Литмир - Электронная Библиотека
Содержание  
A
A

Жизнь в приказах остановилась, там осталось только несколько дьяков. Алмаз Иванов в Посольском приказе, сохранивший царский архив и взявший на себя в самое тяжелое время управление Москвой, дьяк Приказа Казанского дворца Федор Грибоедов и два дьяка в Приказе Большого дворца. В главном военном приказе — Разряде — дьяков в присутствии не было, только три подьячих. Дьяк Иван Северов находился в деревне и в Москву не приезжал. Казна в Новой четверти и Земском приказе оказалась в наличии, но в общей сложности там умерло больше ста служащих. Дьяк Кузьма Мошнин проверил казну и на Кружечном дворе, где так же, как и в Новой чети, хранилось около 10 тысяч рублей (суммы, которыми можно было оперативно воспользоваться царю в случае необходимости). Сохранилось даже большое количество вина в амбарах — 63 600 ведер, но многие «уговорщики», которые должны были поставлять вино, умерли в городах, а остальные в Москву не приезжали, хотя их и вызывали грамотами.

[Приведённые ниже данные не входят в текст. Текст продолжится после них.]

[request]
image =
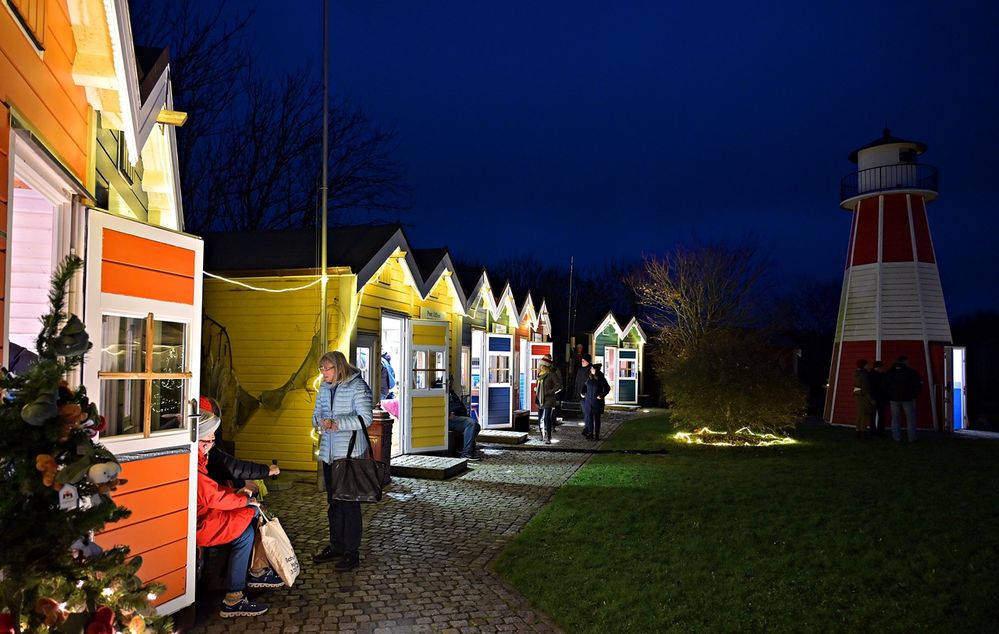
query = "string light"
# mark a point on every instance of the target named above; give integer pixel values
(266, 290)
(705, 436)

Боярские дворы царских приближенных остались в целости, их никто не грабил, но картина и там была тяжелая. Этот раздел росписи открывает упоминание о дворе Бориса Ивановича Морозова (дьяк Кузьма Мошнин, видимо, хорошо знал неформальную боярскую иерархию). В нем «осталцов», как назвал составитель росписи переживших чуму, оказалось 19 человек, а умерло — 343. Опустошению подверглись дворы главных воевод царского войска: у князя Алексея Никитича Трубецкого «на дворе живых 8 человек, а умре 270 человек», у князя Якова Куденетовича Черкасского осталось 110, а умерло больше всех — 423. Число умерших на дворах бояр князя Никиты Ивановича Одоевского — 295 человек, Ильи Даниловича Милославского — 100 человек, Никиты Ивановича Романова — 352 человека. Кое-где некого было даже расспросить: так, на дворе у Василия Ивановича Стрешнева «живых один мальчик, а иных жильцов нет».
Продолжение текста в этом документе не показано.